The guys at ACPT were even able to measure a performance increase on a chassis dyno. The reasoning behind any power improvement from the carbon-fiber shaft is that the lighter weight reduces the reciprocating weight that the engine has to accelerate. Whereas a dyno pull would likely not show any improvement, acceleration test should. Since we were running our tests on one of the new Dynojet chassis dynos, we thought the dyno might detect the difference between a carbon-fiber shaft and a heavy stock steel unit.

Before getting to the dyno results, we should take a closer look at how the lightweight driveshaft will affect horsepower. A large portion of the power an engine puts out is absorbed by its internal rotating components, accessories and drivetrain. Friction is responsible for a portion of the losses, but what about the rotational losses? Any rotating object offers resistance to a change in its rotational speed. It takes power to start spinning and power to stop it. Once it’s spinning, the resistance drops off, as it is much easier to keep it spinning than to start or stop it. The resistance is known as moment of inertia (MOI). The MOI of an object is determined by the diameter and the mass of the object. Increasing either the outside diameter or the weight of the object will increase the moment of inertia. The larger the moment of inertia, the more power it takes to start or stop the object.

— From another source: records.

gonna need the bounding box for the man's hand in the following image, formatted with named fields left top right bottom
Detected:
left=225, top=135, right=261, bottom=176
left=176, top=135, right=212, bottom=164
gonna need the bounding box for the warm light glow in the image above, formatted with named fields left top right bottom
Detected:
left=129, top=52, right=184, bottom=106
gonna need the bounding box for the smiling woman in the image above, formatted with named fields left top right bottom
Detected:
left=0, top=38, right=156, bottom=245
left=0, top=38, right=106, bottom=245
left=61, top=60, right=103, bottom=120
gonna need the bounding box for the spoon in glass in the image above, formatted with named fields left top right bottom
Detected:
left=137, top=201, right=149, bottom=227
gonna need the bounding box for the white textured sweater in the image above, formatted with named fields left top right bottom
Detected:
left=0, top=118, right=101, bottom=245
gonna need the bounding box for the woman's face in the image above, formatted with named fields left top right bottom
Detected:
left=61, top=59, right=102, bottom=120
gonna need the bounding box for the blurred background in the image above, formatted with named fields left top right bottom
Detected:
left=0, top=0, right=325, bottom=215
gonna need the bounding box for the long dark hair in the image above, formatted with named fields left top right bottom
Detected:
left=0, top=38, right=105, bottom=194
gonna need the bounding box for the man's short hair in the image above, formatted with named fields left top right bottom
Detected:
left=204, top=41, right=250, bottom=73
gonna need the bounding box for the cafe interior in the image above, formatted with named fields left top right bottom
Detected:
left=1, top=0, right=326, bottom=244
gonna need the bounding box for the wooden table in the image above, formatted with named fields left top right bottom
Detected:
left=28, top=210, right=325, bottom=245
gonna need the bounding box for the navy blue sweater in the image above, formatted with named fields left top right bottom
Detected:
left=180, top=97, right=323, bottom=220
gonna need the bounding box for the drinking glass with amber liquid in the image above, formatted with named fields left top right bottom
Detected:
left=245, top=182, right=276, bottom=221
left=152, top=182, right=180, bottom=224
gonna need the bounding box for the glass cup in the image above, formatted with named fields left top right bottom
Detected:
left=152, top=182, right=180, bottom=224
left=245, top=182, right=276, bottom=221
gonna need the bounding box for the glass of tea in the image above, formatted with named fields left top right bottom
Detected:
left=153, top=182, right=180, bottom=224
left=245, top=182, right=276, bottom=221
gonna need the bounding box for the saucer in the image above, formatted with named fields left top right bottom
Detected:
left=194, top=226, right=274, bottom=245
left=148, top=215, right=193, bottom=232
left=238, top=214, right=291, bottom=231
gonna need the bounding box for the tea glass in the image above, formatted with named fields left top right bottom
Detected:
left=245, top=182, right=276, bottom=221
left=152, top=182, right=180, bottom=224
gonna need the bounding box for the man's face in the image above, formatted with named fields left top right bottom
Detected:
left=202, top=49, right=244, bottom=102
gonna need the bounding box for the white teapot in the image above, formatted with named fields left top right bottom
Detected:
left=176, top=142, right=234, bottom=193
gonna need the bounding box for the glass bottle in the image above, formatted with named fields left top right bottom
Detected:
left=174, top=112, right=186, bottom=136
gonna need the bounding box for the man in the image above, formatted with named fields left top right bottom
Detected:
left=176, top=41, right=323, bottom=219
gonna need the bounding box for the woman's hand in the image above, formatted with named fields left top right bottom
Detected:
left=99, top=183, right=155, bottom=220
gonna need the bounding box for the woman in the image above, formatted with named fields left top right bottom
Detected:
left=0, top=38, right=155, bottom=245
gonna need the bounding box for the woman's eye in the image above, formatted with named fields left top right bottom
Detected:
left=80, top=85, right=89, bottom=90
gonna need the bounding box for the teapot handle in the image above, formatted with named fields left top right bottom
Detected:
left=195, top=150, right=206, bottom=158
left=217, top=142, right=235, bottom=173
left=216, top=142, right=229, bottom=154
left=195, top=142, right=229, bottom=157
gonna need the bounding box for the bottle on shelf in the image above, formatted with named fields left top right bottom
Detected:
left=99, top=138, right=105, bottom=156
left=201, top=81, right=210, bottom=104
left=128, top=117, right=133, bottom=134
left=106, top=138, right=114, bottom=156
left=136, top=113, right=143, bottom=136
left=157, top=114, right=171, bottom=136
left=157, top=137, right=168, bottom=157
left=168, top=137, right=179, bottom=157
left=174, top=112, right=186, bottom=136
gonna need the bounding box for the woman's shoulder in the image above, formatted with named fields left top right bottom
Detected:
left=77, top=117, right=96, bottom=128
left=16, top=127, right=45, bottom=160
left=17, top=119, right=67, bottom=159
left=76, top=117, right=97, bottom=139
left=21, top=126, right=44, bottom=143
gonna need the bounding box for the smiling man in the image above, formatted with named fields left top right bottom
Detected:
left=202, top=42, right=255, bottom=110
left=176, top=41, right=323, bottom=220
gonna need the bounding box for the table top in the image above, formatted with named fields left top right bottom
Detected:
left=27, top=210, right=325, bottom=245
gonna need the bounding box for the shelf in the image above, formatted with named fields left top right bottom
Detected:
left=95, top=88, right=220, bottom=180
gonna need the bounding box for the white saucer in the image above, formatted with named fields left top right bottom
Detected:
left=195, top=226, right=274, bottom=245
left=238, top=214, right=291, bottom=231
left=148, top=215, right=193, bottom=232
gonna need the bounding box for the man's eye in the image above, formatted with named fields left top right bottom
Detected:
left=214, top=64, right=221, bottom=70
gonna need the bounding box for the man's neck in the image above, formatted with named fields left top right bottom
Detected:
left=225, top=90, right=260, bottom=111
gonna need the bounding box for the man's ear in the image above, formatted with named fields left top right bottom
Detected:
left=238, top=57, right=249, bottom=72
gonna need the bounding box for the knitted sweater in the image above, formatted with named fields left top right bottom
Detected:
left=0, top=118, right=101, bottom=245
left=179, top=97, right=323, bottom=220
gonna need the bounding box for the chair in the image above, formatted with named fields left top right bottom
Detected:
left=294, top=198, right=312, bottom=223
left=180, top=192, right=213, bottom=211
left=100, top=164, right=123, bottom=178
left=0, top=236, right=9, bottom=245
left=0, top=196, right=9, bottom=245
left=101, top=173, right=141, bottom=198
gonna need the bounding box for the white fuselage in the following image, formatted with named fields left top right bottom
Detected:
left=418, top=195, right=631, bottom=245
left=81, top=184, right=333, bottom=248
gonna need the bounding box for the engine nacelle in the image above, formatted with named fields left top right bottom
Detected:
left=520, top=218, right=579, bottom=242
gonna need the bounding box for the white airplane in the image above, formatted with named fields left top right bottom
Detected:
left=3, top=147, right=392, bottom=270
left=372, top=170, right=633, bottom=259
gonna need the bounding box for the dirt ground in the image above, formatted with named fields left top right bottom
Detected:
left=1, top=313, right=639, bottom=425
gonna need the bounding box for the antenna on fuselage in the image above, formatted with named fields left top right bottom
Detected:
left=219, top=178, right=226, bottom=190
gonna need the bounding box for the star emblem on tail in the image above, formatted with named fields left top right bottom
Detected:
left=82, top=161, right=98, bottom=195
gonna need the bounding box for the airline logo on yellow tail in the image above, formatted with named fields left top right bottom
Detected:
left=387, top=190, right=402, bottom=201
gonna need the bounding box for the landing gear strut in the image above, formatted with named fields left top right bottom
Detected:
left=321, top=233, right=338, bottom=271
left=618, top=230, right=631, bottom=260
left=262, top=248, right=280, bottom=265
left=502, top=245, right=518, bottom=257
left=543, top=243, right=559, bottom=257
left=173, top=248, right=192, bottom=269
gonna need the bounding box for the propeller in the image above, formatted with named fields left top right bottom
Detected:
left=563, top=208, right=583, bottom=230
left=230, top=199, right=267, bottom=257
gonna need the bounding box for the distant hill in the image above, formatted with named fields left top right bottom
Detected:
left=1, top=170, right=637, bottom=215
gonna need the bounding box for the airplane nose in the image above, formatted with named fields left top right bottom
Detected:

The formula for moment of inertia is MOI = 1/2 x Mass x Radius2 As is evident from the formula, increasing the diameter has a much grater effect on the MOI than increasing the weight. Doubling a component’s weight will only double the MOI value, while doubling the diameter will quadruple the MOI value. Although the steel driveshaft is slightly smaller in diameter than the carbon-fiber driveshaft, the ACPT shaft is only half the weight. How does that affect our driveshaft comparison? The stock steel driveshaft is 2.5 inches in diameter and weighs roughly 19 lbs. Our calculations give the steel driveshaft an MOI of 14.84. Since the carbon-fiber shaft has an MOI of only 12.10, it will take a bit less power to accelerate.

The dyno tests were run at nearby Jackson Racing, in Westminster, Calif. What better way to determine exactly how much a performance bolt-on was worth that to run a couple of back-to-back tests? The dyno also makes tuning a breeze. Our test vehicle was a 1995 Z28 equipped with a Powerdyne 5-psi supercharger, Crane ignition amplifier and a Borla Exhaust. The Z28 was taken to Jackson Racing with the stock steel driveshaft and put to the test. A number of pulls were made to test the repeatability of the supercharged engine. The output was pretty impressive considering the blower was only putting out 5 psi at 5000 rpm. The blown LT1 pumped out a maximum of 332 rear wheel hp and 336 lbs.-ft. of torque.

A quick drive back to ACPT headquarters, a couple of 7/16 wrenches and out came the steel driveshaft. The shaft change took all of 12 minutes, in the parking lot, on their backs. Back at Jackson Racing the hammer was dropped, and behold, the entire hp curve was elevated. Though peak numbers had only improved by 4 hp, this was really a function of the test rpm. The engine was only taken to 6000 rpm in both cases,; it never reached a power peak, it just kept on pulling. A look at the difference between the two curves will reveal that the carbon-fiber shaft improved the power everywhere, right from the bottom all the way to redline. The largest difference was 16 hp, measured at 5250 rpm where the stock shaft netted 312 hp and the ACPT registered 328 hp. I guess technology really works!